The 2026 Gas Crisis: The Global Fallout of the US-Iran War
The geopolitical landscape shifted violently on February 28, 2026, when the United States and Israel launched a series of coordinated airstrikes against Iran. What began as a targeted military operation has rapidly spiraled into a regional war, triggering the most significant energy crisis of the decade. As of March 2026, the closure of the Strait of Hormuz—a chokepoint responsible for nearly 20% of the world’s oil and Liquified Natural Gas (LNG)—has sent shockwaves through global markets.
For a nation like India, which balances a delicate energy ecosystem, this “Gas War” is no longer a distant headline; it is a kitchen-table reality.
Why the Crisis is Different in 2026
Unlike previous oil shocks, the 2026 crisis is defined by a double-squeeze on both crude oil and natural gas (LNG/LPG). Iran’s retaliatory strikes on energy infrastructure in neighboring Gulf states have forced global suppliers to declare force majeure on shipments.
Oil Prices: Brent crude has surged past $110-$120 per barrel, the highest levels seen in years.

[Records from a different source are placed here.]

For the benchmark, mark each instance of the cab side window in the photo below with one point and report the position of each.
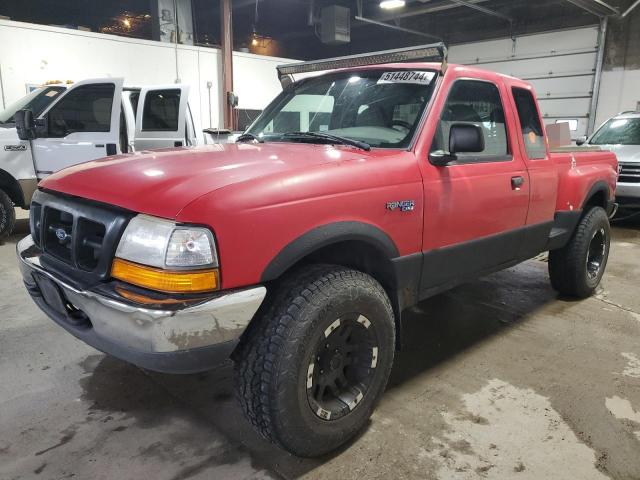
(532, 133)
(84, 109)
(478, 103)
(161, 110)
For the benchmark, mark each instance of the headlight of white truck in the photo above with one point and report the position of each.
(158, 254)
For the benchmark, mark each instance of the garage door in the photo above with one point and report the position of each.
(560, 65)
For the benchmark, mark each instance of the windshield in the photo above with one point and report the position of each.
(36, 101)
(381, 108)
(618, 131)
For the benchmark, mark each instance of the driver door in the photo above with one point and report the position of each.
(161, 117)
(82, 125)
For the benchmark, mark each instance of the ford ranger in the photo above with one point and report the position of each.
(355, 194)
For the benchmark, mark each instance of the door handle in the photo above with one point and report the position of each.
(517, 182)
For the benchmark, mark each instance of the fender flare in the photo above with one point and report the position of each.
(323, 236)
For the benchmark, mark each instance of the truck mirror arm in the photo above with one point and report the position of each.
(440, 158)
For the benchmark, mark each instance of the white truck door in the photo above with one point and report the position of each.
(161, 117)
(82, 125)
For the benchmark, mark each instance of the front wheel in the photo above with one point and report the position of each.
(7, 216)
(577, 268)
(313, 365)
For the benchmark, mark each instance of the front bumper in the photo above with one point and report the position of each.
(185, 340)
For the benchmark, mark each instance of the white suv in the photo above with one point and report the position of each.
(621, 135)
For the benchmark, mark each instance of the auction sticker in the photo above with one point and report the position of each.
(407, 76)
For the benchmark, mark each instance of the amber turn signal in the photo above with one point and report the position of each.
(168, 281)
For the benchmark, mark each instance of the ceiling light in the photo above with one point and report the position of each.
(391, 4)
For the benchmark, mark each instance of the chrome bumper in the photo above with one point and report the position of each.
(190, 339)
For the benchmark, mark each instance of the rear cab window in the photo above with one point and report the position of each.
(618, 131)
(531, 128)
(475, 102)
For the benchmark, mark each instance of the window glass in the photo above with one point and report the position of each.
(134, 97)
(532, 133)
(161, 108)
(618, 131)
(36, 101)
(84, 109)
(476, 103)
(381, 108)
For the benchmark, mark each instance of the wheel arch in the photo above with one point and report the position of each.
(356, 245)
(12, 188)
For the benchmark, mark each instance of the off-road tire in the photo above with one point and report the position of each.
(272, 358)
(7, 216)
(568, 265)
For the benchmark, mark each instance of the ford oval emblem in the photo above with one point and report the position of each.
(61, 234)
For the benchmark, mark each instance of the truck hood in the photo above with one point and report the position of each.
(625, 153)
(163, 182)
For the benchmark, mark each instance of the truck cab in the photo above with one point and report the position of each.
(89, 120)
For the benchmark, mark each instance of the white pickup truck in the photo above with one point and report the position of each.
(89, 120)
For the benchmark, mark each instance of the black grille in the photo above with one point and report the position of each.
(78, 238)
(629, 173)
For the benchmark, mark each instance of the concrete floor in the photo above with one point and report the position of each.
(499, 379)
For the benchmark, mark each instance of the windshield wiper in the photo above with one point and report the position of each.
(249, 136)
(331, 138)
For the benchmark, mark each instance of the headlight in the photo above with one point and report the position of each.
(160, 255)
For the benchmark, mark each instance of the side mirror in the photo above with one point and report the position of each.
(465, 137)
(25, 124)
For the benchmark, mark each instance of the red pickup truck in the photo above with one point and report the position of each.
(356, 194)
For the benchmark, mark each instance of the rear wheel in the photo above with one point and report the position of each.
(313, 365)
(577, 268)
(7, 216)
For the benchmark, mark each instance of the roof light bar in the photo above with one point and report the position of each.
(434, 51)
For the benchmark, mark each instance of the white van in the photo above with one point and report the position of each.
(89, 120)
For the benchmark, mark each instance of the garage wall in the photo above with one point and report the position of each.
(560, 66)
(33, 54)
(619, 91)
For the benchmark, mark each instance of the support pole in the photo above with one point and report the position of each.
(226, 36)
(602, 37)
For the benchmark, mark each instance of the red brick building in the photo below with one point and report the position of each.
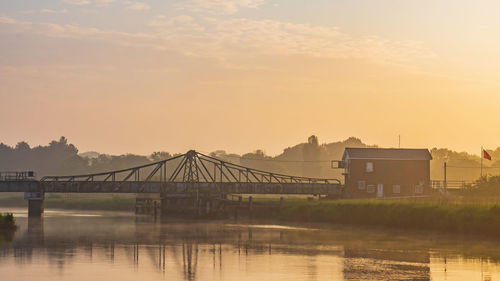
(386, 172)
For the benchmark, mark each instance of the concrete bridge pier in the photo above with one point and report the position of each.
(36, 203)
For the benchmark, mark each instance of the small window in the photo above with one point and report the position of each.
(369, 167)
(419, 189)
(361, 185)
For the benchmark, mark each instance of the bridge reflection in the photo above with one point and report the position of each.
(202, 250)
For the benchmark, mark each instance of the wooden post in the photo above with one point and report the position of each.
(250, 205)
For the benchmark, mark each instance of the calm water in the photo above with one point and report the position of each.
(75, 245)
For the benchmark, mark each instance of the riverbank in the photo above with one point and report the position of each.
(463, 218)
(444, 216)
(101, 203)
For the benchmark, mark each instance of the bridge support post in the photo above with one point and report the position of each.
(36, 203)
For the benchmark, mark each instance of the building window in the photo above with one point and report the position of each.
(369, 167)
(361, 185)
(419, 189)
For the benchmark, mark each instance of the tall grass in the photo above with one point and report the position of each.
(451, 217)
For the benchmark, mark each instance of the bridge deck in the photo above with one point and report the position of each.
(169, 187)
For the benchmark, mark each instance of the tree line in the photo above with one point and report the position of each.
(310, 158)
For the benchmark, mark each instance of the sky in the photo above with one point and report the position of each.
(140, 76)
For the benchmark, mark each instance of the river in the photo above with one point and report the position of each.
(81, 245)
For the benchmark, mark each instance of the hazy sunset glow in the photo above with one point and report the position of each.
(125, 76)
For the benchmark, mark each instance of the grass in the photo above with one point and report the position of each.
(466, 218)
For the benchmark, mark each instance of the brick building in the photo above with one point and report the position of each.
(386, 172)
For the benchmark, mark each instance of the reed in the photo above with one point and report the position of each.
(467, 218)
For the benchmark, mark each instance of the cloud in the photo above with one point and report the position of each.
(238, 41)
(220, 6)
(76, 2)
(50, 11)
(138, 6)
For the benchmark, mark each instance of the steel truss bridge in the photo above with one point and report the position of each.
(192, 172)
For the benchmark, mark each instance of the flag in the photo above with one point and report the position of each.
(486, 155)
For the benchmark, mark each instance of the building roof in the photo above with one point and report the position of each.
(387, 153)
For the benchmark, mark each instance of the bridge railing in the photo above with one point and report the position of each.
(191, 167)
(17, 175)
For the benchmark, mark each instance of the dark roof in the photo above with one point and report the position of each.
(387, 153)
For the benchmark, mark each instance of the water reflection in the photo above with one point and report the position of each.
(109, 246)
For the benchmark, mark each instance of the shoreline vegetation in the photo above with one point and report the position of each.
(7, 222)
(452, 217)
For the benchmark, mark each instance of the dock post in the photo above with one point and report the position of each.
(36, 203)
(250, 205)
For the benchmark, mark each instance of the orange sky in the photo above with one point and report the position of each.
(240, 75)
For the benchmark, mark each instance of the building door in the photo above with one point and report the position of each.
(380, 190)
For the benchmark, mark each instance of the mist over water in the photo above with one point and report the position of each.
(82, 245)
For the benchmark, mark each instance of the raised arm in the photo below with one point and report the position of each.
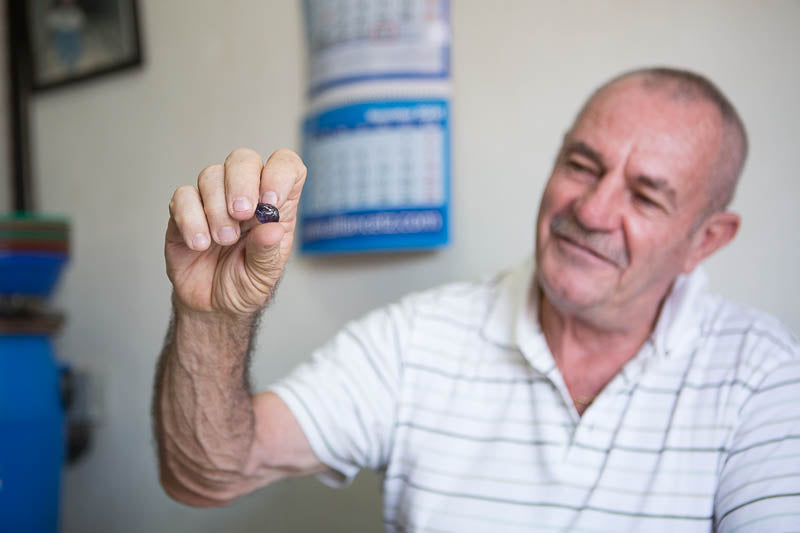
(215, 440)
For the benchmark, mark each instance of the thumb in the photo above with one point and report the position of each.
(264, 252)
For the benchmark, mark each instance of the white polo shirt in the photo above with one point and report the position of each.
(453, 395)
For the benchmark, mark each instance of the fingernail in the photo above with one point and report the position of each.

Gas Shortages: Regional LPG (cooking gas) and LNG (industrial gas) exports from the Middle East have effectively dried up.
Logistics: Shipping insurance premiums have jumped by 50%, making it nearly impossible for tankers to navigate the Persian Gulf without massive financial risk.

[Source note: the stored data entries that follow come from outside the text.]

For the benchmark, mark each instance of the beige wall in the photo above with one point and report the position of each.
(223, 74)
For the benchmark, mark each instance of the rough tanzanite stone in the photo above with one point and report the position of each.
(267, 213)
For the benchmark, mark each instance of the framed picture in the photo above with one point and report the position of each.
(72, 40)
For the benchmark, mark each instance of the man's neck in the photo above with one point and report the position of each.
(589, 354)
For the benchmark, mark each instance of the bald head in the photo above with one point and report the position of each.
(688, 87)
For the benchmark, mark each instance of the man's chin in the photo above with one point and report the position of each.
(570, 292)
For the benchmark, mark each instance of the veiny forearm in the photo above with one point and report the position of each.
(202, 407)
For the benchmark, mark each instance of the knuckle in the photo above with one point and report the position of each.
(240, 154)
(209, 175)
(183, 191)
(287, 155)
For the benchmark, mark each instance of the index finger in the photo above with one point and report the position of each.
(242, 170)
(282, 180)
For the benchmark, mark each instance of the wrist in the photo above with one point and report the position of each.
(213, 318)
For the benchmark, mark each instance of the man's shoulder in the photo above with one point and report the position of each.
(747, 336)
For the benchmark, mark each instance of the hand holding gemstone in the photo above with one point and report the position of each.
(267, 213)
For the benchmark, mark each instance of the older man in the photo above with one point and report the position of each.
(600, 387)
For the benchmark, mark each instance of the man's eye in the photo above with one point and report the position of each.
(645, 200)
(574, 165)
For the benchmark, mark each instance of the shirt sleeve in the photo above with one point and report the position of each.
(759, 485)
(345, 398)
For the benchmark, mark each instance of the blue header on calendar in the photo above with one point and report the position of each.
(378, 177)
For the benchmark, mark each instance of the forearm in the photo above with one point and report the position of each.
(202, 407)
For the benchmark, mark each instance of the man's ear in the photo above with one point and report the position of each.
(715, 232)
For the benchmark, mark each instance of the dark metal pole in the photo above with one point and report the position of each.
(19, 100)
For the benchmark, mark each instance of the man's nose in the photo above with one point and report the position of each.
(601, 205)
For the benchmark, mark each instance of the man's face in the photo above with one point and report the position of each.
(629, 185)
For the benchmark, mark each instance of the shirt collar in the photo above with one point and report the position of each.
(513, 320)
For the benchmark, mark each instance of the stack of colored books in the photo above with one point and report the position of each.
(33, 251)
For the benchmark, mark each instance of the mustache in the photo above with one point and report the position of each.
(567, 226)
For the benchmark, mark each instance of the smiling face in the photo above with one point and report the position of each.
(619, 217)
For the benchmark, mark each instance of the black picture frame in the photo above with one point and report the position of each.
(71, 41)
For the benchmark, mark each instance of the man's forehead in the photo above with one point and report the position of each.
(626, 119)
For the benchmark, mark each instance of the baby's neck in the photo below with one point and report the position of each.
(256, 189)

How India is Suffering: The Detail
India’s vulnerability stems from its massive import dependency. With 90% of its crude and over 60% of its LPG passing through the now-blocked Strait of Hormuz, the impact has been immediate and severe.
1. The Kitchen Crisis (LPG Shortage)
The most visible sign of the war in India is the LPG crunch.

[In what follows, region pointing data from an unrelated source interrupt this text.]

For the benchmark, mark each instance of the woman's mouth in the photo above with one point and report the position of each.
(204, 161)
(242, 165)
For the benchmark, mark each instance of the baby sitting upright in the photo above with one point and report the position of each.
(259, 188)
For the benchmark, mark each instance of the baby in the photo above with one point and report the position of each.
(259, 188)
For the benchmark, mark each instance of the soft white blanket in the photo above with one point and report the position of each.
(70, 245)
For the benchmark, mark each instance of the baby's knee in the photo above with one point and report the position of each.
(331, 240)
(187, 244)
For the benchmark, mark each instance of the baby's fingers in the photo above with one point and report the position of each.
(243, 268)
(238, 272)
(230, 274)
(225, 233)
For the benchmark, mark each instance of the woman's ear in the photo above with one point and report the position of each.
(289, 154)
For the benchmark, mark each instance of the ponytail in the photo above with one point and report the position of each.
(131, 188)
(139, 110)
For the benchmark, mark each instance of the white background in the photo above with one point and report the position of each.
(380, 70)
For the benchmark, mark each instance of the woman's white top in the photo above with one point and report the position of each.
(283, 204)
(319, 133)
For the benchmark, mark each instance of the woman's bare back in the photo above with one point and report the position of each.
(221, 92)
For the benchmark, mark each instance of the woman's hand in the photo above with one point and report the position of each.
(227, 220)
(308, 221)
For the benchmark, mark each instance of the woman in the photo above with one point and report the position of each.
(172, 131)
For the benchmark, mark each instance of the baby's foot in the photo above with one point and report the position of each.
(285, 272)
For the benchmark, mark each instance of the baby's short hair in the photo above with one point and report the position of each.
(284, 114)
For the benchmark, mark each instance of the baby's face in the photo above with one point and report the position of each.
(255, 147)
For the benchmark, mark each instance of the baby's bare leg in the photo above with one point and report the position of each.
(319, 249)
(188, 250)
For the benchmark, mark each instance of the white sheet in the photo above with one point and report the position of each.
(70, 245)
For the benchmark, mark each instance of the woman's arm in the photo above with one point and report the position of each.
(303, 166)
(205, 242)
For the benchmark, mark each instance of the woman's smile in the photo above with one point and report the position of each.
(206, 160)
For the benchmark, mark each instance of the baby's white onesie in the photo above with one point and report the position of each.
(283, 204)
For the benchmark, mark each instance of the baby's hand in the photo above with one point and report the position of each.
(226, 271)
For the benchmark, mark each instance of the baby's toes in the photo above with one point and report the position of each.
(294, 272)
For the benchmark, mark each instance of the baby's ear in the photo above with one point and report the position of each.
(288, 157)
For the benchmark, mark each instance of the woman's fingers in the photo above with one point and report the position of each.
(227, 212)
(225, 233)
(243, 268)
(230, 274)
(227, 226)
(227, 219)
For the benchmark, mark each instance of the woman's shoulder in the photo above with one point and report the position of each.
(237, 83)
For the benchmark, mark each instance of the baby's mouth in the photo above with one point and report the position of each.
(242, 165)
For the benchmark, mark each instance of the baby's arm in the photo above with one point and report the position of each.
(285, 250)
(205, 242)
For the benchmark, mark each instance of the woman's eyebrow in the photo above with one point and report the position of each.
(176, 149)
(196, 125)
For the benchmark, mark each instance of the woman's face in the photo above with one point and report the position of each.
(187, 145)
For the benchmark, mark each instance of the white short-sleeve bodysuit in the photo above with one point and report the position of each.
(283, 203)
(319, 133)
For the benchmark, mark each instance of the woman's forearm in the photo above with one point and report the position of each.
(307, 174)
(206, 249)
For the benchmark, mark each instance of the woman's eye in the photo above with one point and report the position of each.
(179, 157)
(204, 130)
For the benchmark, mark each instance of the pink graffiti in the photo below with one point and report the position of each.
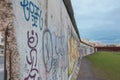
(32, 57)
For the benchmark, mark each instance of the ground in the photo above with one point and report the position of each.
(86, 71)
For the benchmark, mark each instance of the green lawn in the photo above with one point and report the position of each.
(106, 64)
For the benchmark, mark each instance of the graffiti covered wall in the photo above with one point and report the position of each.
(45, 44)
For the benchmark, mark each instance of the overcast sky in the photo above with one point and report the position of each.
(98, 20)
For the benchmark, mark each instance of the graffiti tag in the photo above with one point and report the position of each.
(31, 59)
(33, 12)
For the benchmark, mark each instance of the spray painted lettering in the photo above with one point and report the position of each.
(47, 46)
(33, 73)
(32, 10)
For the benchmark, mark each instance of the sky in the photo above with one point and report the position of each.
(98, 20)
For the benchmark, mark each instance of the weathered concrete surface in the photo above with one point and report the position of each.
(42, 41)
(86, 71)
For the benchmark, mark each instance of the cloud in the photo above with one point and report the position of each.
(96, 17)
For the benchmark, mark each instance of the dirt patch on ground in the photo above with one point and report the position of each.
(86, 71)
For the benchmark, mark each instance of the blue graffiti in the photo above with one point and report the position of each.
(32, 12)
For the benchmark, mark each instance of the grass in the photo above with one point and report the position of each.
(106, 65)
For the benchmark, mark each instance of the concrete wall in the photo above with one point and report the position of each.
(41, 41)
(45, 44)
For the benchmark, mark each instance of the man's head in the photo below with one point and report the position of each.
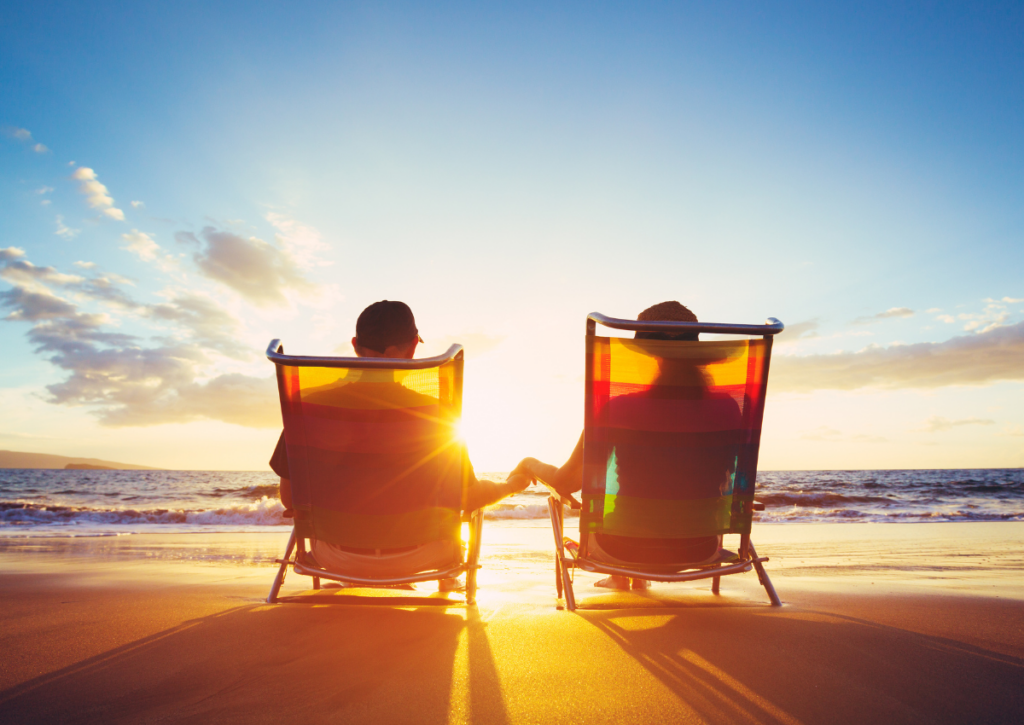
(667, 311)
(386, 329)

Supply Halts: In states like Rajasthan and Maharashtra, oil marketing companies have directed distributors to halt new bookings for commercial cylinders.
Price Hikes: Domestic LPG prices have risen by roughly ₹60, while commercial cylinders (used by restaurants) have jumped by over ₹114.
Hospitality Sector: In cities like Bengaluru and Chennai, nearly 50% of hotels and restaurants are facing potential shutdowns due to a near-complete halt in gas supply.
2. The Industrial Grind (LNG Supply)
India’s manufacturing hubs are feeling the “LNG squeeze.”
The Morbi Cluster: Gujarat Gas has slashed supplies to the ceramic industrial cluster in Morbi by 50-70%, threatening thousands of jobs.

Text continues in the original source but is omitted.